The Hobbit
The Hobbit: The Battle of the Five Armies manages to impress critics.Facebook/The Hobbit

"The Hobbit: The Battle of the Five Armies" has opened to positive reviews. Critics have been all praises for director Peter Jackson's effort at transforming JRR Tolkien's fantasy novel into an epic adventure film trilogy.

Some reviewers are expecting the film to be a blockbuster, others believe that it may not be a box office hit but will surely garner a few Oscars.

The cast members of the third outing in the series include Ian McKellen, Martin Freeman, Richard Armitage, Evangeline Lilly, Lee Pace, Luke Evans, Benedict Cumberbatch and James Nesbitt.

The film, which is scheduled to release on 17 December, is co-written by Jackson, Guillermo del Toro, Fran Walsh and Philippa Boyens. It will be distributed by Warner Bros.

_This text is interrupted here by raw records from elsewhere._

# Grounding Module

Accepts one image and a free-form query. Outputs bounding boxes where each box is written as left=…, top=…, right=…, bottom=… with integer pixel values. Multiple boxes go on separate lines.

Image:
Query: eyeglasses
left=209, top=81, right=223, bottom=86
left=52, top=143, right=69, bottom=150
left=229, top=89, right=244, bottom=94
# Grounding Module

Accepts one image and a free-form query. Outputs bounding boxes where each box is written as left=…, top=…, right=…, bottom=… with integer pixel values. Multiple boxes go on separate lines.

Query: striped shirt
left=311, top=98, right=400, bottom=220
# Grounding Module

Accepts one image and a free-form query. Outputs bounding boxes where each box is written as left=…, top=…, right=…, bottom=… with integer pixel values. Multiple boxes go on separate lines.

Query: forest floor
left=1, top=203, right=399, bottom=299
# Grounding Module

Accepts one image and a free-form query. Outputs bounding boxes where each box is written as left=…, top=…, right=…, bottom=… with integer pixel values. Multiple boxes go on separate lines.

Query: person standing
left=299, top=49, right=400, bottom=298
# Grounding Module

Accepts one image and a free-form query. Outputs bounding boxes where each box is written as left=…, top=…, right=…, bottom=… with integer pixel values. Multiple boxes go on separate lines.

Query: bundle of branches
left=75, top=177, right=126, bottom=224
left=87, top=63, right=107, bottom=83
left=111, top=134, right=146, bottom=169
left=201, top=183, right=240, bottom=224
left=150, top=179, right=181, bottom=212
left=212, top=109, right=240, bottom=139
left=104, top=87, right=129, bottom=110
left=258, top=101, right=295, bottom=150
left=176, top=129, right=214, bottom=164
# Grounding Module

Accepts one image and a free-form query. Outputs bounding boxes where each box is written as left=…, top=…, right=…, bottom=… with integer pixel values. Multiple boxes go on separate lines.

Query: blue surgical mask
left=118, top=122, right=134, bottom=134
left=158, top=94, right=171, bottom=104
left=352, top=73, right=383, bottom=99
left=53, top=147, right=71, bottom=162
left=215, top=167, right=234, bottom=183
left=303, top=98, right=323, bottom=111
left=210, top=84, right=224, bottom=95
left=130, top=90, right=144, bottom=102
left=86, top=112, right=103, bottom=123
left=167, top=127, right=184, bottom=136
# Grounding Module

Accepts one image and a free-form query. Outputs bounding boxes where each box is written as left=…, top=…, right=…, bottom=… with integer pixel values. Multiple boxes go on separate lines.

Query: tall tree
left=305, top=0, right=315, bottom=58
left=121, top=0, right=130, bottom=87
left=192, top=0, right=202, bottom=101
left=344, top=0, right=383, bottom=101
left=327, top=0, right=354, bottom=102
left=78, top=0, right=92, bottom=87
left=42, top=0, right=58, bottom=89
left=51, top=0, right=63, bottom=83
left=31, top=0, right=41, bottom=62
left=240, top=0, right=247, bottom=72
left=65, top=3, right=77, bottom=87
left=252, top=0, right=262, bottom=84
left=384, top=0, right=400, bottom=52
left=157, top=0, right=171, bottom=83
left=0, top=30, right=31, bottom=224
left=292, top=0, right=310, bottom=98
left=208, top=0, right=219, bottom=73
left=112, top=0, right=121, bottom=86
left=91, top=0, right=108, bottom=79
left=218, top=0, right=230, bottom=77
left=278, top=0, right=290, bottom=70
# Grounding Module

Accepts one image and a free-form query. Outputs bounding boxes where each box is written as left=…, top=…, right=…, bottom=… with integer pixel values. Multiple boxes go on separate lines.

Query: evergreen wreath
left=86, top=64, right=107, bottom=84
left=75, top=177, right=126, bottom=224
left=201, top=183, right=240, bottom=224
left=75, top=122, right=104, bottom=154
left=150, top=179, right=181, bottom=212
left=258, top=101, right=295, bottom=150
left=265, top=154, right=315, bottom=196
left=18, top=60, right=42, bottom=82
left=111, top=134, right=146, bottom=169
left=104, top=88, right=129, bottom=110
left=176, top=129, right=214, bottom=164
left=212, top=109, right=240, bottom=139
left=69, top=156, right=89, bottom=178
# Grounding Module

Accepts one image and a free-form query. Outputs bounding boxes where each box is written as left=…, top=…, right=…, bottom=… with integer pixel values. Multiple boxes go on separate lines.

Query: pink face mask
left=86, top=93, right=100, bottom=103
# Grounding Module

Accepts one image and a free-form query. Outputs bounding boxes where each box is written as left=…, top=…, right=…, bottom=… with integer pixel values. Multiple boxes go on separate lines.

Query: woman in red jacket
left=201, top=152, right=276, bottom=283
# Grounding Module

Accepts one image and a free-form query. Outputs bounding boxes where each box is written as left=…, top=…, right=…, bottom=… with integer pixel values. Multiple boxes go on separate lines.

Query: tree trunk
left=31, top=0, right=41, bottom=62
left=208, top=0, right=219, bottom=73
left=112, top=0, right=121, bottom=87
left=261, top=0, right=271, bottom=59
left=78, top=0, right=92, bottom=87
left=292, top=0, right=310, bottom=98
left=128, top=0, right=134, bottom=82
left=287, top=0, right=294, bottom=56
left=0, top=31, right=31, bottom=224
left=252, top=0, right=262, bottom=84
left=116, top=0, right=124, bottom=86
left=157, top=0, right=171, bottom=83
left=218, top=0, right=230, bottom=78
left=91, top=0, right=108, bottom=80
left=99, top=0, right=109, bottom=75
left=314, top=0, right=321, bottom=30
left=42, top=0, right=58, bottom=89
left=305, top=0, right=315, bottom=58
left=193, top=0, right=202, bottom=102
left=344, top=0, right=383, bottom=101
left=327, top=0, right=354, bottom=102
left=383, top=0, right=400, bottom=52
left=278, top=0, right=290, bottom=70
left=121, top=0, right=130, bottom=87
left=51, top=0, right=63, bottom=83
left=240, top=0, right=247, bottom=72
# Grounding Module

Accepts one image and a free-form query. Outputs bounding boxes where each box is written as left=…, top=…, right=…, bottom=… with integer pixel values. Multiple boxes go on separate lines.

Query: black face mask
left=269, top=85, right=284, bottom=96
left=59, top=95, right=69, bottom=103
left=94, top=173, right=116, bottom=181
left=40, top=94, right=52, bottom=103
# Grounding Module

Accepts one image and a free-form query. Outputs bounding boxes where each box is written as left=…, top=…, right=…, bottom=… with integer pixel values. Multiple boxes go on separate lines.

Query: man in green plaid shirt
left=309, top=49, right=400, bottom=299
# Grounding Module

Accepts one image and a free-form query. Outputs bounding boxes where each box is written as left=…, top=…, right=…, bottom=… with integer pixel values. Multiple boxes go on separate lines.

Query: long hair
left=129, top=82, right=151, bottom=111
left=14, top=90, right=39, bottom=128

Read the Review Round-up of "The Hobbit: The Battle of the Five Armies" below:

Variety

Intermittently, "The Battle of the Five Armies" takes time out to catch us up on the whereabouts of old Gandalf. This is the least episodic and digressive of the "Hobbit" films, and the one that shows the least evidence of the elaborate patchwork Jackson and his co-screenwriters have done in order to transform the slender "Hobbit" narrative into something that might rival "Lord of the Rings" for sheer breadth and depth. While that effort has ultimately proved only partly successful, it's easier now to see the entire "Hobbit" project as a labor of love on Jackson's part, rather than a descent into crass box-office opportunism.

The Guardian

"The Hobbit: The Battle of the Five Armies" promises to be the New Zealand director's final excursion into Tolkien territory, and for that some praise is due, for staying the course if nothing else. While "The Battle of the Five Armies" is unlikely to repeat the Oscar sweep that greeted the conclusion of Jackson's first Tolkien trilogy, in truth it is just as enjoyable as each of the five films that came before it. Jackson may or may not be resigned to the fact that, unless something very dramatic emerges, they will be his principal cinematic legacy – his pre-Rings eccentricity having been thoroughly eclipsed – but at least he can take a bit of time off. He's earned it.

The Hollywood Reporter

"The Hobbit: The Battle of the Five Armies" lives up to its mayhem potential by making maximum use of modern technology to create an abundant smorgasbord of wildly varied and sometimes mordantly amusing combat; this is an out-and-out war film, with gobs of trimmings. The film's multitude of teenage boy satisfactions, not to mention its position as Jackson's presumed swan song to this defining stage of his career, leaves no doubt that the Warner Bros. release will rake in the $1 billion worldwide that each of its predecessors' did.

The Telegraph

It's a series of stomping footnotes in search of a climax. In terms of story so far, it ends virtually when it starts – with super-peeved dragon Smaug (Benedict Cumberbatch) raining down fiery destruction on the pitiful residents of Laketown, and facing the last-ditch heroism of an archer called Bard (Luke Evans). Everything else is scraps, in both senses.